The Merc With A Mouth is back and he’s more chiseled than ever. What is Ryan Reynolds eating? Does he do his own stunts? Who’s ass looks that good in half inch thick leather? We may never know these answers.
Deadpool 2 Electric Boogaloo is bigger, shinier and more expensive than its predecessor, the genre breaking Deadpool 1: The Phantom Menace. It’s the first movie turned up to 11, with a few bags of white powder and a 2-foot erection. I mean, if it ain’t broke, don’t fix it, right?
The movie is a vehicle for Reynolds firing one liners like Jim Carrey wielding a dick joke machine gun. And it’s the role he’s born to play.
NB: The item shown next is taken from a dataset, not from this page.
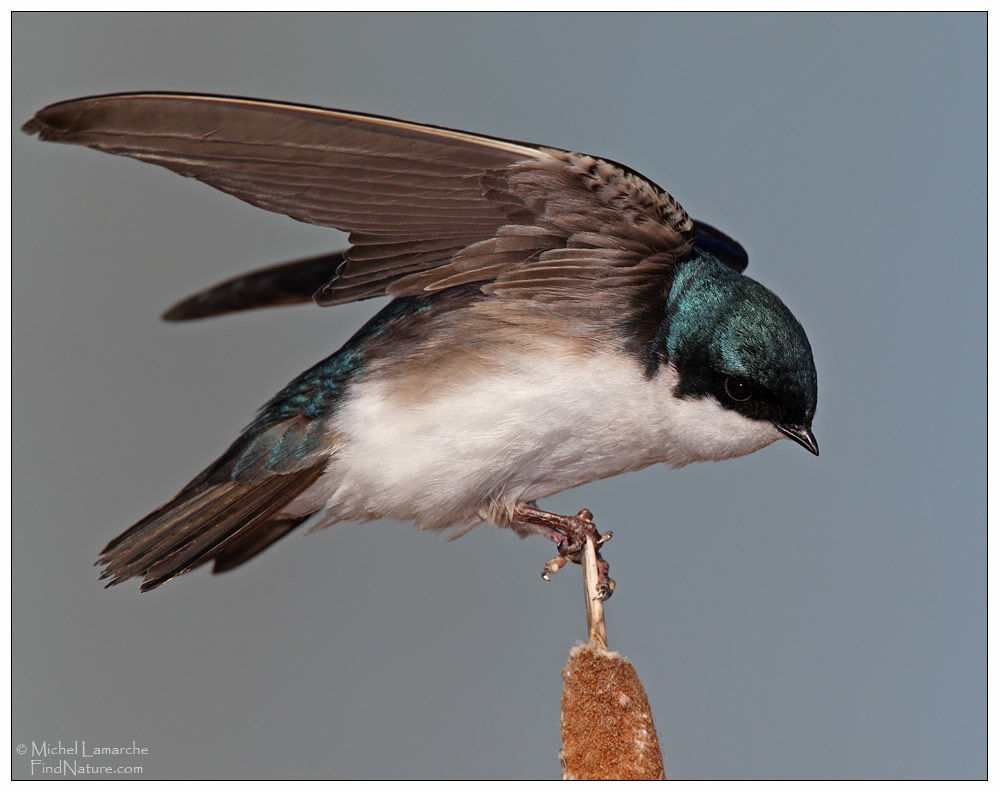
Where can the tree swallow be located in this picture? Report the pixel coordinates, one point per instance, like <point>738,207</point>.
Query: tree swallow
<point>557,318</point>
I’m gonna go out on a limb here. Ryan Reynolds as Wade Wilson is the most faithful representation of a comic book character on the big screen, ever. And I’m an OG Deadpool fan. Come at me, mouthbreathers.
You can see the love Reynolds has for ‘Pool in every scene he’s in, and he’s clearly having such a good time it’s contagious. He carries it off screen, too, if you saw any of the crazy meta promo for this flick.
Deadpool 2 is so crammed full of pop culture references set to the soundtrack of Reynold’s rapid delivery that if you laugh, you’ll miss a joke. They don’t all work, but if you throw enough darts at the wall a few are gonna hit the bullseye, unless your name is Adam Sandler and you can’t throw darts for shit. Nothing is off limits, and DP2 is so in the zeitgeist with it’s topical banter that I wonder how ridiculously dated this movie is going to seem one day. Not this day. But one day.
The seamless mix of unlikely music with ultraviolent action scenes creates this surreal, almost dream-like quality that is utterly engaging. Sure, even the dubstep.
The problem, if I have to be that guy, is that the first movie defied all expectations and turned the genre on its head. By redoing the same film pumped full of HGH (MGH?), Deadpool 2 is in very real danger of becoming the movies it parodies - and we’re all sick of superhero movies, right? It can’t just be me.
The plot is standard-fare. Deadpool faces tragedy by way of a cream cheese spreader and becomes an even more depressed and manic anti-hero, before attempting to find redemption by saving one spicy heavyset bro from a life of scaffolding. Robo-nator drops by from the future and there’s a burgeoning romance with a steely comrade. Got it? Good.
The action is slick, sharp and stabby, with gratuitous amounts of limb breaking and blood spurting. I expect nothing less from the man who killed John Wick’s dog. The supporting cast are also a (X) force to be reckoned with.
“Let me ask you something. How fast do you think you could jack off every guy in this room? 'Cause I know how long it would take me. And I can prove it.”
There’s a perfect splash of TJ Miller playing Erlich Bachman playing TJ Miller, who runs the risk of dominating any scene he’s in, and Karan Soni’s hilariously over-eager Dopinder, whose superpowers include taxi-driving and curry. Atlanta’s brilliant Zeezy Beeks is a surprise hit as Domino, and adds a sorely needed strong female presence to the sausage factory that is this film.
Josh Brolin is apparently doing a Tour De Marvel Villain, and is a solid Cable - he’s got that thousand yard glare down. Plus, the costume is aces. However, after the brilliant comic run I was expecting a little more by way of grizzled camaraderie and 90’s one liners.
He’s also tiny, which is funny as f*ck. Like, Tom Cruise size. Poor bastard.
There’s plenty for you unwashed comic nerds too, including no less than 2 alternate costume Deadpools, a cereal bowlful of stabs at Hugh Jackman and a surprise villain, bitch. As expected, there’s a bunch of brilliant cameos that I’m not going to spoil, but make sure you catch them before they vanish.
True to form, Deadpool spends just the right amount of time interacting with the audience, which is kind of like sharing a beer and a cigarette with Wade Wilson on the couch watching himself through the 4th wall he keeps tearing down. Confused? Trust me, it works.
I will say that referencing the fact that a scene has lazy writing does not make the writing less lazy, in the same vein that designing Jar Jar Binks to be annoying makes him no less annoying. There is a sense that the movie is sometimes just trying a little too hard, self-referencing every inadequacy along the way. The pacing is also a bit all over the place, kind of like this paragraph, and I’m sure they left a lot on the cutting room floor.
Oh man, and the ending was so close to brilliance, too. So close. It’s good, though.
Basically, If you liked the first, you’ll like the second. And if you didn’t like the first, frankly I don’t trust you. Get the hell out of my blog.
I give Deadpool 2:
8 baby legs out of 10.
PS: This goes without saying, but make sure you catch the post credit scenes because they’re the best I’ve ever seen. There’s five of ‘em, and I guarantee they’ll make you spit out your $8 watered-down Coke.